Beobachtungen in einer veränderten Welt 13

Die Krise als Chance zur Umkehr

Beobachtungen in einer veränderten Welt 13 – Martin Dutzmann

Corona-Blog Dutzmann

© EAzB/EKD

Wird die Krise nur negative Folgen haben? Martin Dutzmann hält dagegen: Tatsächlich zeigt die derzeitige Situation wie ein Brennglas, was falsch läuft in unserer Gesellschaft. Sind die Einsichten schmerzhaft genug? Wird es nachhaltige Änderungen geben etwa im Gesundheits- und Bildungsbereich?

Am 20. April überschrieb Michael Hartmann seinen Blogbeitrag mit „Krise als Chance?“ und verneinte diese Frage mit dem Hinweis auf diverse drohende Gefahren. Am Schluss seiner Ausführungen erinnerte er an einen Essay von Bischof Christian Stäblein, in dem dieser angesichts tausender Toter durch COVID-19 die Rede von der Krise als Chance ebenfalls problematisiert. Michael Hartmann und Christian Stäblein scheinen auch deshalb recht zu haben, weil die Krise wichtige Fragen in den Hintergrund treten lässt: Wo ist der freitägliche lautstarke Protest gegen die Klimapolitik geblieben, wo das leidenschaftliche Eintreten für gerechte Produktions- und Handelsbedingungen auf der ganzen Welt? Und warum werden eigentlich zurzeit im Mittelmeer keine geflüchteten Menschen mehr vor dem Ertrinken gerettet?

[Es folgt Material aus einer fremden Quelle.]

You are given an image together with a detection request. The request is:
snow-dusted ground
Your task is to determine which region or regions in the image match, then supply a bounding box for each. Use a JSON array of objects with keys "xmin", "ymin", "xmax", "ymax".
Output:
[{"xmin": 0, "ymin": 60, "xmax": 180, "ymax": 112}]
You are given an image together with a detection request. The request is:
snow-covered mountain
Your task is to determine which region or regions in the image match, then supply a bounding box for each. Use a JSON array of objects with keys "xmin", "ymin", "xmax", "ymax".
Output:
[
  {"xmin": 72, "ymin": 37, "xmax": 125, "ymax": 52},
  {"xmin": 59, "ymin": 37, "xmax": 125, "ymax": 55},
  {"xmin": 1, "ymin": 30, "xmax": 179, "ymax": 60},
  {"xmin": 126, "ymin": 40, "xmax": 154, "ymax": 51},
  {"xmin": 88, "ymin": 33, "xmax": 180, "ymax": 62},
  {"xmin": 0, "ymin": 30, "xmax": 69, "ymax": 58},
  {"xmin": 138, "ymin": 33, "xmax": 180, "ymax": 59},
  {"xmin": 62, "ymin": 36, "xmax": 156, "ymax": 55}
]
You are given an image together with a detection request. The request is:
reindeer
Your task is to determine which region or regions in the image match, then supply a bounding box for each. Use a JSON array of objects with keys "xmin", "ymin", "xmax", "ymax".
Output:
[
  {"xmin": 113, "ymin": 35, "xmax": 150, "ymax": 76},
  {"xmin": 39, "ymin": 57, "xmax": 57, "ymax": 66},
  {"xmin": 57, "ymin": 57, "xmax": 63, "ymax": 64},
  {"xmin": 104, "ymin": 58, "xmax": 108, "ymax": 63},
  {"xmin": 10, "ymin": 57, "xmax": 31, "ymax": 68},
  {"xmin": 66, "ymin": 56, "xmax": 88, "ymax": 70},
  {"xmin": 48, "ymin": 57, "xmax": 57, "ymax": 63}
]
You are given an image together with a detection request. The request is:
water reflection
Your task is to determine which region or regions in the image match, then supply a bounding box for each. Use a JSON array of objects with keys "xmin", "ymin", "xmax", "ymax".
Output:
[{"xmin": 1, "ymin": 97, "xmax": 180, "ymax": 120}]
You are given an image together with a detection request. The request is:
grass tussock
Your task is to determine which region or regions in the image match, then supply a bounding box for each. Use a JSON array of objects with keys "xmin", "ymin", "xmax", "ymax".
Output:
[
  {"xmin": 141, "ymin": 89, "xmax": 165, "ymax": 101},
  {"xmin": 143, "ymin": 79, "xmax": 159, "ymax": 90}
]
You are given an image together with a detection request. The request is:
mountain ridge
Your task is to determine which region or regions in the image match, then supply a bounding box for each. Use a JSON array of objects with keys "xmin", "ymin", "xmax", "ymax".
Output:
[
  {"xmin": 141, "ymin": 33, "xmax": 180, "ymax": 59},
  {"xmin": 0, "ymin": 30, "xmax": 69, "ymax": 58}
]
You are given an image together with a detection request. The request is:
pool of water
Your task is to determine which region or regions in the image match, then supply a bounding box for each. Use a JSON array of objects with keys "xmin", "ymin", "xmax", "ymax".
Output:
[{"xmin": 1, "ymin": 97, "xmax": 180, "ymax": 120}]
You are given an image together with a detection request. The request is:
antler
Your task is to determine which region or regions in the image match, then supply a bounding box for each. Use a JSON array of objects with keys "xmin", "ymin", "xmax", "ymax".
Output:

Trotzdem hoffe ich, dass wir die Krise auch als Chance begreifen können – als Chance zur Umkehr. Tatsächlich scheint es nämlich so, als lernten wir, gesellschaftliche und politische Fehlentwicklungen der vergangenen Jahre und Jahrzehnte in diesen Wochen schärfer zu sehen, als es sonst der Fall ist. Ich nenne nur drei von zahlreichen Beispielen.

Dass alle Länderregierungen das gesellschaftliche Leben wochenlang still gestellt haben, war und ist der Sorge um unser Gesundheitssystem geschuldet. Die Kapazitäten sind knapp. So knapp, dass im Falle sehr vieler an Covid 19 erkrankter Menschen mit einer Überlastung der Intensivstationen gerechnet werden muss. Deutlich wird uns bewusst, dass diese Knappheit etwas mit gesundheitspolitischen (Fehl-)Entscheidungen der letzten Jahrzehnte zu tun hat. Waren wir gut beraten, als wir das Gesundheitssystem vorrangig unter ökonomischen Gesichtspunkten betrachteten und gestalteten? Dienen Krankenhäuser, Pflegeheime und ambulante Dienste nicht zuerst und vor allem der Daseinsvorsorge für alle statt der Gewinnmaximierung für wenige?

Auch die Schwächen unseres Bildungssystems treten in der Krise noch deutlicher zu Tage als sonst. Dass in unserem Land Bildungschancen und soziale Herkunft aufs Engste zusammenhängen, ist ein schon lange bekannter Skandal. In den Wochen der Krise spitzt sich die Ungerechtigkeit dramatisch zu: Während akademisch gebildete Eltern im Home-Office das so genannte Homeschooling ihrer Kinder überwachen und unterstützen können, ist dies weniger gebildeten Müttern und Vätern nicht möglich. Wenn die Schulen wieder öffnen, wird dieser Unterschied an den Leistungen der Kinder deutlich zu erkennen sein und vielleicht über ganze Bildungsverläufe entscheiden.

Klarer als sonst erkennen wir in diesen Wochen schließlich, wer mit seiner Arbeit systemrelevant ist: Die Männer, die auch jetzt zuverlässig unseren Müll abholen und entsorgen; die Menschen, die in den Supermärkten die Regale befüllen; die Männer und Frauen in den Wasser- und Elektrizitätswerken und natürlich alle, die die ärztliche und pflegerische Versorgung der Bevölkerung sicherstellen. Warum eigentlich werden die meisten dieser Menschen im gesamtgesellschaftlichen Vergleich so gering bezahlt?

Die Einsicht in das, was in unserer Gesellschaft falsch läuft, sollte in diesen Wochen gewachsen sein. Ich hoffe sehr, dass sie zur Umkehr führt.